Botulinum Toxin for TMD relief: Can it help?

Botulinum Toxin (e.g. Botox®) may offer temporary relief for some people with muscle-related TMD, but its benefits are uncertain, short-term, and best considered as part of a broader care plan.

Date published: 10/04/2025

Key takeaways:

  • Botulinum Toxin (e.g. Botox®) is sometimes used for muscle-related TMD (known as myalgia) by reducing muscle activity and altering how pain signals are processed — but results are mixed, and not everyone benefits.

  • It’s not a cure — Botox® can offer temporary relief (often up to 3 months), but it does not address the root causes of TMD or reliably help with teeth grinding or clenching.

  • There’s no clear evidence about who it helps most or how many injections are beneficial — which is why large-scale studies (like the one from Newcastle University) are underway.

  • Higher doses don’t mean better outcomes, and repeated injections may reduce effectiveness or slightly affect jawbone thickness over time (though not enough to weaken it).
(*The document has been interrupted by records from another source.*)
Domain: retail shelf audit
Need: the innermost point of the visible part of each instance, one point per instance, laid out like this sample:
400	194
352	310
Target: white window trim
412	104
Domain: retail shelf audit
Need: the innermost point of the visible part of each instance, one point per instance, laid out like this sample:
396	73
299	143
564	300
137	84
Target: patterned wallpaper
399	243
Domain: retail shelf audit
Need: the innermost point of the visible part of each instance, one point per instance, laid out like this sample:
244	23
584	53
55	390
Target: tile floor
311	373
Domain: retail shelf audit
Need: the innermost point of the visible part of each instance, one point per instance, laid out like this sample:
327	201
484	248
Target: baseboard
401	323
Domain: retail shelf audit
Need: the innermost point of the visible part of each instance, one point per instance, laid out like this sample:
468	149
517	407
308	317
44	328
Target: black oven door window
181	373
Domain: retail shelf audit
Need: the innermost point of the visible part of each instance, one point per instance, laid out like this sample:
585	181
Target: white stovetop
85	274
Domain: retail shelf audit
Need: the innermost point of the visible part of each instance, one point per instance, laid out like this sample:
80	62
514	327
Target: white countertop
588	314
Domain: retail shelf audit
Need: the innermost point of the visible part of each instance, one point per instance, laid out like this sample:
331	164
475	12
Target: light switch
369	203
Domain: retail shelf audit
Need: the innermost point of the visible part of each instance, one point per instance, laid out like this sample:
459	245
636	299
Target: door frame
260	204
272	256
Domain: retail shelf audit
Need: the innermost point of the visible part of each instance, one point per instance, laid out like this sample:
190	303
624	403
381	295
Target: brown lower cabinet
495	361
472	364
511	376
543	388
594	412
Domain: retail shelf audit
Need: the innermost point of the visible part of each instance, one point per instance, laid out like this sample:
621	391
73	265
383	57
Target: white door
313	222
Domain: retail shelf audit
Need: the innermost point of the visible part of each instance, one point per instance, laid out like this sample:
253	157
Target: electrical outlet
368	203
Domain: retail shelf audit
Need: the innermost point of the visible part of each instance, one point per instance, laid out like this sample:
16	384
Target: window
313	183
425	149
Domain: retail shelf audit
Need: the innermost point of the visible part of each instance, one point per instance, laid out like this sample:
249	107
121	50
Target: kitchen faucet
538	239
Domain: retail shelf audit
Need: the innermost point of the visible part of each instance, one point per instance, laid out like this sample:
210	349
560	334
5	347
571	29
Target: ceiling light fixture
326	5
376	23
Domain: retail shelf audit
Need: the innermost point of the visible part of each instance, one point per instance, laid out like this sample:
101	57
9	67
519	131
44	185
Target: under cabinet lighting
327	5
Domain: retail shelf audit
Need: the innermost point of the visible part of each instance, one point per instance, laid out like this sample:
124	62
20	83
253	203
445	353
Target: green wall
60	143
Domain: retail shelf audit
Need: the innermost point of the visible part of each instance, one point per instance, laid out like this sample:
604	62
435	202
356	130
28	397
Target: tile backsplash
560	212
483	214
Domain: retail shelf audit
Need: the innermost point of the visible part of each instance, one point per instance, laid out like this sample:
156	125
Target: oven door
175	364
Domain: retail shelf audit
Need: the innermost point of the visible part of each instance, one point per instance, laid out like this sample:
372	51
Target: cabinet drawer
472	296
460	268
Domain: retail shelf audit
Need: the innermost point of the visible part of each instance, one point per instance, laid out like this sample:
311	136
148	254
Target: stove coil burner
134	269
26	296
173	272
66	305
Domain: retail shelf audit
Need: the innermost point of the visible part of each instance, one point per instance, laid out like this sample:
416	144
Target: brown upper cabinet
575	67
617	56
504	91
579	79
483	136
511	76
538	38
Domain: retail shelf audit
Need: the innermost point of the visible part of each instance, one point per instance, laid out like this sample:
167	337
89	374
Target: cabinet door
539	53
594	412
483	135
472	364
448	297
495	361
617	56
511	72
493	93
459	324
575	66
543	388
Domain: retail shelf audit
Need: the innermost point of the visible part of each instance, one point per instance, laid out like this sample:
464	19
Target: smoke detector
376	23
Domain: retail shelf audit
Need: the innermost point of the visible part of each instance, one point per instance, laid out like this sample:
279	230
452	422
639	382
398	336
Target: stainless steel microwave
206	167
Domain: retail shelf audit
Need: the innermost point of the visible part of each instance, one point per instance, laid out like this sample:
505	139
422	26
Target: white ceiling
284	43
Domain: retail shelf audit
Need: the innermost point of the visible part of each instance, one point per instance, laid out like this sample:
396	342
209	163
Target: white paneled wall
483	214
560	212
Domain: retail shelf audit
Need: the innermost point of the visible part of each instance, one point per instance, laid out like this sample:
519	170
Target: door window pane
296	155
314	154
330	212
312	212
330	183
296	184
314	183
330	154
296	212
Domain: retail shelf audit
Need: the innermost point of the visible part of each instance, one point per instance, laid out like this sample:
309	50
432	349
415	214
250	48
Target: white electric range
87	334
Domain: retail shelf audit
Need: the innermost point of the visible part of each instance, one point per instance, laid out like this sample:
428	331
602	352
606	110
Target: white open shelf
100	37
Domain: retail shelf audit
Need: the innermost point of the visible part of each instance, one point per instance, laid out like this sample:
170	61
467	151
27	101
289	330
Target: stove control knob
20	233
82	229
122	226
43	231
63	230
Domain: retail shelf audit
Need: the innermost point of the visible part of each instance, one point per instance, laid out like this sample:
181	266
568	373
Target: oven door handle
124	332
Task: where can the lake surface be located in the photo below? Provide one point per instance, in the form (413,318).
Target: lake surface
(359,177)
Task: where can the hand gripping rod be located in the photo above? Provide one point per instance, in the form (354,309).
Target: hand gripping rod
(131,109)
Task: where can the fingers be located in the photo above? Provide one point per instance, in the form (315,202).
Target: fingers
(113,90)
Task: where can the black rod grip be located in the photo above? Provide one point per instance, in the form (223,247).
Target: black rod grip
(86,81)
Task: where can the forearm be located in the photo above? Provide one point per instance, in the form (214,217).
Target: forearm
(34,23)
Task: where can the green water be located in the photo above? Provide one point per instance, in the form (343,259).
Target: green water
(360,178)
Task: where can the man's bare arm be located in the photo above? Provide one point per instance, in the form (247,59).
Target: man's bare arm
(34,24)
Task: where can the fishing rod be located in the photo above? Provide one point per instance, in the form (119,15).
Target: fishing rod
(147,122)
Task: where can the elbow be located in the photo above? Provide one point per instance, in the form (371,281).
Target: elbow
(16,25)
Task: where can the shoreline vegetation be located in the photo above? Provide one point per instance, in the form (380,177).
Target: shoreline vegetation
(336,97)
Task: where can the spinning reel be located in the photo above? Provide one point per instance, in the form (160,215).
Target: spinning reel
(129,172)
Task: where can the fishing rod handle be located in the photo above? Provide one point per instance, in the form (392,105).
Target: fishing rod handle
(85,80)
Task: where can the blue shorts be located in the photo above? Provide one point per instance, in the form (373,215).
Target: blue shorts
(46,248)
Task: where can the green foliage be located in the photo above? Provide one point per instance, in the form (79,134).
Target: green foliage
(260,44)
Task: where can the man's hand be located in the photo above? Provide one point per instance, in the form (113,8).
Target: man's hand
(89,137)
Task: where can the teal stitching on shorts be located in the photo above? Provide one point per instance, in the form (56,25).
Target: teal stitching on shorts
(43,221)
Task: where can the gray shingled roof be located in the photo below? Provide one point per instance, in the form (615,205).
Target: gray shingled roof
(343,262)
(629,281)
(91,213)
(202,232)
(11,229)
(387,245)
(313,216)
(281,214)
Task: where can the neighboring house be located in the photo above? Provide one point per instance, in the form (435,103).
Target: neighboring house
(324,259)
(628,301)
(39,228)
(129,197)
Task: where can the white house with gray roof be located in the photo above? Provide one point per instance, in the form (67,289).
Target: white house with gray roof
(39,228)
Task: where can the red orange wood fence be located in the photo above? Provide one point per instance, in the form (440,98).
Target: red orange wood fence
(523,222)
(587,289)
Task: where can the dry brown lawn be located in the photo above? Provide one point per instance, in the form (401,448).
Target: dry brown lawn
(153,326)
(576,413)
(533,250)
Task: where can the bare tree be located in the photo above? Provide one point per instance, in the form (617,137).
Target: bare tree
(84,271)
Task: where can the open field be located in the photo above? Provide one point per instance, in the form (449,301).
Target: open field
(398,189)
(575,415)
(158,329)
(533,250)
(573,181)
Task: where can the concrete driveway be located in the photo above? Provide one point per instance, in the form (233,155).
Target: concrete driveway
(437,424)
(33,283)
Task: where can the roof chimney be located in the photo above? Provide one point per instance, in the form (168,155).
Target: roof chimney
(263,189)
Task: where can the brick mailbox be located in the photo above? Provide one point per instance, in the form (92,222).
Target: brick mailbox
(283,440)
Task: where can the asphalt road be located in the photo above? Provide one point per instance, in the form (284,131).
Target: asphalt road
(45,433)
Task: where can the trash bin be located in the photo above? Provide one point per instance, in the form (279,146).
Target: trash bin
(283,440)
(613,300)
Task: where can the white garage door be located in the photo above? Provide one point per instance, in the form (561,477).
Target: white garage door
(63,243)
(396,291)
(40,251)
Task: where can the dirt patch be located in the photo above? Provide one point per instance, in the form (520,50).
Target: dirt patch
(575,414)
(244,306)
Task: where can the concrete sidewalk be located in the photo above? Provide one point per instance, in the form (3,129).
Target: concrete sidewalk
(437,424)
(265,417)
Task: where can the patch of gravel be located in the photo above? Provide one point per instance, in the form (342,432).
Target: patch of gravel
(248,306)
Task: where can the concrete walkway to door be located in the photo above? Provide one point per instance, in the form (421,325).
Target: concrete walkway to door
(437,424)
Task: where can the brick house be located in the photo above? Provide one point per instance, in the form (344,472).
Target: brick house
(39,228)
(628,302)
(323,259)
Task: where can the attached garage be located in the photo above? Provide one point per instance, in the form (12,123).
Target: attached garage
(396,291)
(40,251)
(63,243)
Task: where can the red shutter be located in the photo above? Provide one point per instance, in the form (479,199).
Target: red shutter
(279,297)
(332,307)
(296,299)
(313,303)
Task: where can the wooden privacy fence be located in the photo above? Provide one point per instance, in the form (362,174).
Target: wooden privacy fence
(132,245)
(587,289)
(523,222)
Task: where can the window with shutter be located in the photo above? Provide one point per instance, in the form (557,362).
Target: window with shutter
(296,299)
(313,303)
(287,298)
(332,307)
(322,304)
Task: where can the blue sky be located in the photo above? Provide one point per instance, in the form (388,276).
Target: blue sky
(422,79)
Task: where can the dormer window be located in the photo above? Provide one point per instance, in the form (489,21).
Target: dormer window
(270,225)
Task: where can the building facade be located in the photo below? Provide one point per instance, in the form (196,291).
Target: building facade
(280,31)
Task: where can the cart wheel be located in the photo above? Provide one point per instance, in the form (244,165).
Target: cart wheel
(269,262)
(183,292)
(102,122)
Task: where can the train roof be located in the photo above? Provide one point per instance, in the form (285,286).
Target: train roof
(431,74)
  • Side effects can include pain, bruising, or — in rare cases — the spread of toxin to surrounding areas. These risks make proper provider training essential.

  • If you’re considering Botox®, start with self-management first. Tools like relaxation, splints, and stress reduction build a strong foundation — making it easier to assess whether further treatment is needed.

Botulinum Toxin (e.g. Botox®) for TMD:

Botulinum Toxin A, commonly known as Botox®, is a neurotoxin that can temporarily alter muscle function and the way pain messages are processed from the muscles and pain nerves. 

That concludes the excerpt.